Except that within a couple of chapters, we learn that the reason for the conquest of the Continent is that the Continentals and their Divinities had enslaved the Saypuri for centuries, until the Saypuri rose up in rebellion, killed the Divinities, and conquered their people.

Which puts a different complexion on the whole thing, and makes it a little harder to work out who is wrong.  And even that is an oversimplification, because while the Divinities are supposedly all dead, some of their Miracles still work, one of them disappeared long before the conquest, and there are few, if any, witnesses to the death of at least one of them.

So that is the general shape of the world, and the theology that comes with it is fairly fascinating, and also develops during the book. I liked the fact that the Continent was kind of underdeveloped in terms of science and technology, because the Divinities did everything for them – which gave the Saypuri a huge advantage once the Divinities were gone.  I also liked the way that belief seemed to have changed not just current reality, but history, although that also makes my head turn inside out in uncomfortable ways.

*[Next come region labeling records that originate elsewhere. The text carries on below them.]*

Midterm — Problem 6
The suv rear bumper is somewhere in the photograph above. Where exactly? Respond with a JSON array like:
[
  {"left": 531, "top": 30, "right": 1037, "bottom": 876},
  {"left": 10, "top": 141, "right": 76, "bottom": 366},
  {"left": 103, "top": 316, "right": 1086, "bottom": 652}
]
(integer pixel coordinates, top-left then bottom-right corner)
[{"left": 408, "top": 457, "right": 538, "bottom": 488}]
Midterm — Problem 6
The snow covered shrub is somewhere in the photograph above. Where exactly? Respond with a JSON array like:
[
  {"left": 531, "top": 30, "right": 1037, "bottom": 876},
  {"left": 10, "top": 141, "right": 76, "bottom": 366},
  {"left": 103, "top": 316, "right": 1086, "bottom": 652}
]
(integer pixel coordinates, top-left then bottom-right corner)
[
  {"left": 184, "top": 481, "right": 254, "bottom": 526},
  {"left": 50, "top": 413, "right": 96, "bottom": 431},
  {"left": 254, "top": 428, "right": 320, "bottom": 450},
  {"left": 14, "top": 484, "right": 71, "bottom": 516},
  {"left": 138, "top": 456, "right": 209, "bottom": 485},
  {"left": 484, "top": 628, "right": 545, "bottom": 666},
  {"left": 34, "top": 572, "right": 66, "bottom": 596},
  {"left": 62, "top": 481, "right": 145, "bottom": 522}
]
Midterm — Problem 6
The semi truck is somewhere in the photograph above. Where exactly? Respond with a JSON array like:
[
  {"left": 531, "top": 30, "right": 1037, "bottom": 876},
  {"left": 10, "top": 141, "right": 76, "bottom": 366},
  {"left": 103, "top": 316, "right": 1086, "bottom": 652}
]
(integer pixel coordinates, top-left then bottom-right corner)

As to the plot – the viewpoint character is Shara Komayd, a Saypuri, and a descendent of the man who killed the Divinities.  She is a friend of the murdered man, and arrives incognito in Bulikov to investigate his death.  Shara is a professional spy, and a scholar of the history and miracles of the Continent, and she travels with an assistant, the piratical Sigrud, who is really excellent at violence.  She quickly finds that the murder has less to do with the scholar’s alleged studies than it has to do with Saypuri and Continental politics.  And possibly religious fanaticism, but then again, possible not.

Also, it turns out that one of the chief movers in Continental politics is her former friend and lover from University, Vohannes Votrov, who is charming and charismatic and tries to hide the fact that he prefers men, which is not OK in Bulikov.  (I have to say, I knew, absolutely and from the start, that there could be no romance between Shara and Vo, not really, but that didn’t stop me from wanting one, or wanting SOME kind of romantic pay off for Vo, because he was a delight.  And there was one, sort of, but it was pretty heartbreaking.)

I also need to mention the governor, Turyin Mulaghesh, who is a wonderfully laconic and practical former military woman who really wants her next posting to be somewhere peaceful, with beaches.  You can sort of tell early in the book that this is not what is going to happen.  She is far too good a character to waste on retirement.

Also, you might want to know that some terribly sad and upsetting things happen in this book.  Bring handkerchiefs.

This is a fascinating book, with complex world-building and excellent characters.  I’d definitely like to read more in the series, though given how much of the scenery got burned to the ground towards the end of the book, I’m wondering just where Bennett can go from here.  But following Mulaghesh around certainly strikes me as a sound strategy.

I don’t think Bujold’s Chalion series is beatable in this category, but this is very, very good, and I definitely want to read more of the series.  I’ve read all the InCryptid books, and like them a lot, but it’s hard to compare a full series against one book.  I’m not sure I have time to read the other two before the nomination season finishes, either, even if I give up on the ‘Best Editor: Short Form’ category entirely.

Anyway, I’m very glad I got to read this one.  It’s clever and twisty and has interesting theology, and the characters are people I care about.  It’s hard to go wrong with that combination.